Music streaming

Music streaming more and more accessible

It seems that in the digital age, music has experienced one of the highest levels of access controversy.

At the time, you had to buy a physical disc (or a disc … or a cassette) to listen to the music. The rise of the Internet has led to numerous digital pirations of illegally copied music. Today, however, there are a number of streaming options. Many of them are free.


Pandora is one of the oldest and most established free streaming services. The principle of Pandora is that you can create your own stations not by choosing a specific list of songs, but rather by teaching the station what you like.

First, you seed a station with a song or band. Then Pandora plays similar songs. You then say whether you like the song or not. In this way, the types of songs played by each station are changed over time.

The free version of Pandora has advertising and you are limited in the songs you can skip. The paid plans give you more options and range from $ 4.99 to $ 9.99 per month.


Spotify is another option to consider. It gives you a bit more freedom than Pandora in that you can choose individual songs. However, the free version is limited and you end up missing the number of times you can skip songs.

You can create playlists and after a while Spotify will start suggesting songs that you might like. You can also listen to preset stations created by genre or popularity.

Finally, in addition to music, Spotify includes podcasts on a variety of topics ranging from philosophy to pop culture. The free version of Spotify is supported by ads. Spotify paid plans start at $ 9.99.

Google music

Google of course has its own version of music streaming that it offers through YouTube Music. Like Spotify, YouTube Music includes preset stations, podcasts, and top hits.

Like Pandora, you can “like” or “dislike” songs, which helps Google get a feel for your preferences.
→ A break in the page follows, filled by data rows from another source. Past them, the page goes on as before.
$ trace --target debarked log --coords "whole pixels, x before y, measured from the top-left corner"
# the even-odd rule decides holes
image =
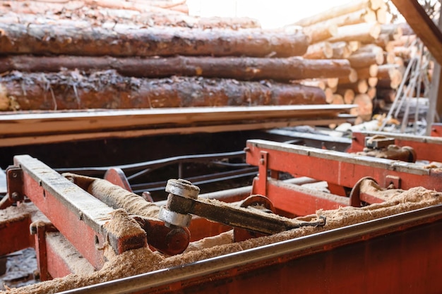
[[[345,59],[309,60],[253,57],[174,56],[167,58],[114,58],[107,56],[0,57],[0,73],[58,72],[61,68],[114,69],[123,75],[138,78],[165,78],[172,75],[227,78],[240,80],[272,79],[280,81],[315,78],[342,78],[350,73]]]
[[[0,109],[61,110],[323,104],[322,90],[297,84],[172,77],[139,79],[114,71],[82,75],[13,72],[0,78]]]
[[[304,54],[308,46],[301,32],[0,23],[0,54],[288,57]]]

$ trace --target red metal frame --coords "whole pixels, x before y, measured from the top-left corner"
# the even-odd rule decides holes
[[[442,129],[442,127],[441,128]],[[442,138],[435,137],[415,136],[381,132],[353,132],[352,145],[347,152],[361,152],[365,147],[366,137],[383,135],[395,139],[398,146],[410,146],[414,149],[417,159],[442,162]],[[440,137],[440,136],[439,136]]]
[[[15,157],[14,163],[15,166],[8,168],[6,172],[7,175],[11,175],[8,176],[11,200],[16,201],[26,195],[96,269],[104,264],[103,251],[100,247],[105,242],[109,242],[117,254],[147,246],[144,233],[116,236],[108,231],[104,225],[110,220],[110,213],[114,209],[44,164],[28,155]],[[26,224],[26,231],[29,232],[29,221]],[[34,247],[42,279],[50,278],[49,272],[45,270],[48,267],[45,243],[47,228],[47,226],[37,226],[33,231],[35,234]],[[20,228],[20,231],[23,229]],[[29,235],[29,233],[26,235]],[[32,243],[23,244],[30,247]],[[14,249],[16,251],[22,248],[16,247]],[[4,248],[4,251],[6,250]],[[60,267],[52,270],[53,273],[66,272],[62,263],[54,264],[56,264]],[[56,274],[55,276],[59,276],[59,274]]]
[[[344,193],[321,193],[283,183],[272,178],[277,175],[275,171],[325,180],[329,185],[347,190],[360,179],[370,176],[386,188],[393,186],[407,190],[423,186],[442,191],[441,170],[424,169],[415,164],[262,140],[247,141],[246,151],[247,163],[258,166],[259,174],[253,181],[253,193],[265,195],[277,209],[296,215],[313,214],[319,209],[333,209],[351,203]],[[270,177],[268,177],[269,171]],[[362,197],[365,196],[363,195]]]
[[[66,293],[438,293],[441,229],[427,207]]]

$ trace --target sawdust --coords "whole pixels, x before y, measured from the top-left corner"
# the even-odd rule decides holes
[[[112,217],[104,223],[104,228],[116,237],[145,234],[138,223],[130,217],[124,209],[115,209],[110,214]]]
[[[376,188],[376,186],[374,188]],[[155,254],[147,247],[130,250],[110,258],[109,262],[106,263],[100,271],[89,276],[71,274],[64,278],[56,278],[36,285],[0,293],[11,294],[53,293],[144,272],[184,265],[210,257],[442,203],[442,193],[429,190],[422,187],[412,188],[407,191],[392,190],[381,192],[385,194],[384,197],[389,198],[388,201],[364,207],[345,207],[333,210],[318,211],[317,215],[327,217],[327,222],[323,227],[301,227],[237,243],[229,243],[229,241],[232,242],[232,233],[227,232],[218,236],[220,240],[223,240],[222,242],[227,243],[223,245],[218,243],[213,247],[201,249],[203,247],[203,244],[213,244],[216,238],[211,238],[205,241],[198,241],[196,244],[192,244],[191,249],[186,252],[170,257]],[[307,219],[309,217],[313,218],[316,216],[308,216]],[[304,216],[301,219],[305,219],[306,217]],[[105,250],[109,250],[109,248],[105,249]]]
[[[213,237],[207,237],[198,241],[191,243],[184,252],[201,250],[205,248],[210,248],[225,244],[230,244],[233,242],[233,231],[228,231]]]

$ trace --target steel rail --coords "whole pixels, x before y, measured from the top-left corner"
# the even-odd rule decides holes
[[[280,257],[284,255],[289,255],[290,259],[294,259],[312,252],[365,241],[419,225],[440,221],[441,219],[442,205],[439,204],[60,293],[140,293],[167,284],[202,278],[222,271],[246,267],[251,264],[267,262],[262,265],[264,267],[272,263],[280,263],[282,262],[279,260],[283,260]]]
You are limited by the number of times you can skip songs that you don’t like. After that, if you choose a song, you will only get similar songs rather than the song itself. The most convenient part of YouTube is that if you have a Google account, you are already set up.

You can also find the app built into your Android phone under the name of YT Music. It’s also $ 9.99 per month.

Amazon Music

Finally, Amazon has its own service called Amazon Music. You can access the basic version through your Amazon Prime account. You can upgrade to Amazon Music Unlimited, which gives you access to more songs, unlimited skips, and offline listening.
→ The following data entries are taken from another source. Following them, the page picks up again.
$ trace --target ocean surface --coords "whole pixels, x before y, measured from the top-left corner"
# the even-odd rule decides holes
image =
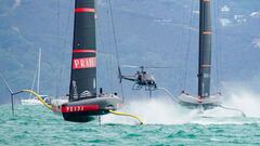
[[[2,105],[0,145],[260,145],[260,118],[259,114],[253,115],[258,109],[246,110],[248,117],[224,109],[202,116],[159,101],[133,102],[121,109],[142,118],[144,125],[139,125],[135,119],[114,115],[102,117],[101,125],[98,121],[67,122],[41,105],[15,105],[13,116],[11,105]]]

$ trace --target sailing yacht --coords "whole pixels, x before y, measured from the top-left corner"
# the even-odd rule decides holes
[[[211,13],[210,0],[199,1],[198,95],[182,91],[178,102],[187,108],[210,109],[221,105],[221,95],[210,94],[211,71]]]
[[[51,101],[66,121],[89,122],[121,104],[117,93],[96,93],[95,0],[75,0],[75,24],[68,102]],[[105,72],[104,72],[105,74]]]

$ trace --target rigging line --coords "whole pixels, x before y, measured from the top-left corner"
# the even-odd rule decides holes
[[[99,10],[99,9],[98,9]],[[99,12],[98,12],[99,13]],[[105,50],[105,43],[104,43],[104,39],[103,39],[103,35],[102,35],[102,27],[101,27],[101,23],[100,23],[100,18],[98,17],[96,18],[98,21],[96,21],[96,24],[98,24],[98,28],[96,28],[96,31],[98,31],[98,36],[100,37],[100,47],[102,48],[102,50]],[[99,55],[100,53],[98,52],[98,55]],[[109,54],[108,55],[106,55],[105,53],[103,54],[104,55],[104,57],[102,57],[102,58],[105,58],[105,64],[106,64],[106,70],[108,71],[109,70],[109,63],[108,62],[106,62],[106,59],[107,58],[109,58]],[[108,74],[109,74],[109,71],[108,71]],[[108,82],[109,83],[109,88],[110,88],[110,90],[112,90],[112,87],[113,87],[113,83],[112,83],[112,81],[110,82]]]
[[[220,8],[220,5],[222,5],[222,3],[224,3],[224,0],[223,1],[220,1],[220,3],[219,3],[219,8]],[[220,18],[222,17],[222,13],[221,13],[221,11],[220,11]],[[223,36],[223,31],[222,31],[222,29],[221,29],[221,25],[219,24],[219,80],[222,80],[222,49],[223,49],[223,44],[222,44],[222,36]],[[220,84],[219,84],[220,85]]]
[[[193,22],[194,22],[194,14],[193,14],[193,10],[194,10],[194,1],[192,0],[192,11],[191,11],[191,15],[190,15],[190,24],[188,24],[188,39],[187,39],[187,50],[186,50],[186,54],[185,54],[185,68],[184,68],[184,78],[183,78],[183,90],[186,90],[186,77],[187,77],[187,65],[188,65],[188,55],[190,55],[190,50],[191,50],[191,41],[192,41],[192,26],[193,26]]]
[[[106,10],[105,10],[105,12],[106,12],[106,15],[107,15],[107,17],[109,17],[109,8],[108,8],[108,0],[106,0],[105,1],[105,3],[106,3]],[[109,23],[109,19],[108,19],[108,24],[107,25],[109,25],[107,28],[110,28],[112,27],[112,25],[110,25],[110,23]],[[108,30],[109,31],[109,30]],[[107,50],[108,50],[108,52],[112,52],[112,48],[113,48],[113,45],[112,45],[112,43],[108,43],[109,44],[109,47],[107,47]],[[109,66],[108,66],[108,68],[114,68],[114,64],[113,64],[113,61],[114,61],[114,57],[113,57],[113,55],[109,55],[108,56],[108,61],[109,61]],[[115,67],[115,69],[116,69],[116,67]],[[109,69],[108,70],[108,75],[109,75],[109,77],[110,77],[110,83],[112,83],[112,90],[113,91],[115,91],[115,84],[114,84],[114,82],[116,81],[116,79],[115,79],[115,77],[113,76],[114,75],[114,72],[113,72],[113,69]]]
[[[221,15],[221,11],[219,11],[220,10],[220,2],[217,0],[216,1],[217,3],[216,3],[216,15],[214,15],[214,26],[216,26],[216,53],[217,53],[217,57],[216,57],[216,59],[217,59],[217,92],[221,92],[221,90],[220,90],[220,75],[221,75],[221,72],[220,72],[220,68],[221,68],[221,41],[220,41],[220,39],[222,38],[221,37],[221,29],[220,29],[220,25],[219,25],[219,19],[220,19],[220,15]],[[217,42],[217,41],[219,41],[219,43]]]
[[[73,0],[70,0],[70,3],[69,3],[69,5],[73,5]],[[58,85],[58,84],[61,84],[61,80],[62,80],[62,74],[63,74],[63,62],[62,61],[64,61],[64,57],[65,57],[65,51],[66,51],[66,44],[67,44],[67,42],[68,42],[68,38],[69,37],[66,37],[66,36],[69,36],[69,31],[70,31],[70,29],[68,29],[68,27],[69,27],[69,22],[70,22],[70,18],[72,18],[72,11],[70,11],[70,9],[68,9],[68,14],[67,14],[67,22],[66,22],[66,25],[65,25],[65,32],[64,32],[64,35],[62,35],[62,36],[64,36],[64,42],[63,42],[63,45],[62,45],[62,49],[63,49],[63,51],[62,51],[62,56],[61,56],[61,62],[60,62],[60,74],[58,74],[58,77],[57,77],[57,84],[56,84],[56,96],[58,96],[58,94],[60,94],[60,87],[61,85]],[[58,26],[58,28],[60,28],[60,26]]]
[[[184,3],[184,5],[186,5],[186,3]],[[187,15],[187,13],[185,13],[185,12],[187,12],[187,11],[185,11],[185,9],[183,9],[183,13],[182,13],[182,29],[181,29],[181,41],[178,41],[178,44],[177,44],[177,48],[181,48],[181,50],[183,50],[183,47],[184,47],[184,29],[185,29],[185,21],[186,21],[186,15]],[[182,74],[180,74],[180,75],[182,75]],[[183,84],[184,84],[184,81],[182,81],[182,79],[181,79],[182,77],[180,76],[180,89],[179,89],[179,91],[181,91],[182,89],[183,89]]]
[[[118,41],[117,41],[117,37],[116,37],[115,22],[114,22],[114,15],[113,15],[113,9],[112,9],[112,1],[110,0],[108,0],[108,5],[109,5],[109,12],[110,12],[112,29],[113,29],[113,38],[114,38],[114,43],[115,43],[115,50],[116,50],[117,66],[119,68],[120,64],[119,64],[119,54],[118,54]],[[125,102],[125,95],[123,95],[122,83],[120,83],[120,89],[121,89],[122,103],[123,103]]]
[[[38,65],[37,65],[37,67],[38,67]],[[36,68],[37,68],[37,67],[36,67]],[[37,76],[37,69],[35,70],[35,76],[34,76],[34,80],[32,80],[32,84],[31,84],[31,87],[30,87],[30,90],[34,90],[34,89],[35,89],[36,76]],[[29,95],[29,98],[31,98],[31,94]]]
[[[56,19],[56,27],[57,27],[57,29],[56,29],[57,30],[56,31],[56,39],[57,39],[56,42],[57,43],[56,44],[57,45],[56,47],[57,47],[57,50],[60,50],[61,49],[61,44],[60,44],[60,11],[61,11],[61,9],[60,9],[61,5],[60,4],[61,3],[60,3],[60,0],[57,0],[56,4],[57,4],[57,12],[56,12],[57,13],[57,17],[56,17],[57,18]],[[57,87],[58,87],[58,70],[57,70],[57,74],[56,74],[56,97],[57,97],[57,94],[58,94],[57,93],[58,92],[58,88]]]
One of the best parts of Amazon Music is that it works natively with Amazon Alexa. Having my 3 year old daughter yell at Alexa what songs she wants to hear gave us hours of entertainment.

Amazon Prime customers pay $ 7.99 per month for an unlimited number and non-privileged members pay $ 9.99.

There are definitely a lot of options when it comes to streaming music. You can take a more traditional radio format that is supported by advertising or you can pay a little per month and organize your own stations and music listings.

Many plans, regardless of the provider, offer family plans where household members can share music and parents can control access.

These options are so cheap and easy to access that the days of illegal music downloads seem to have passed.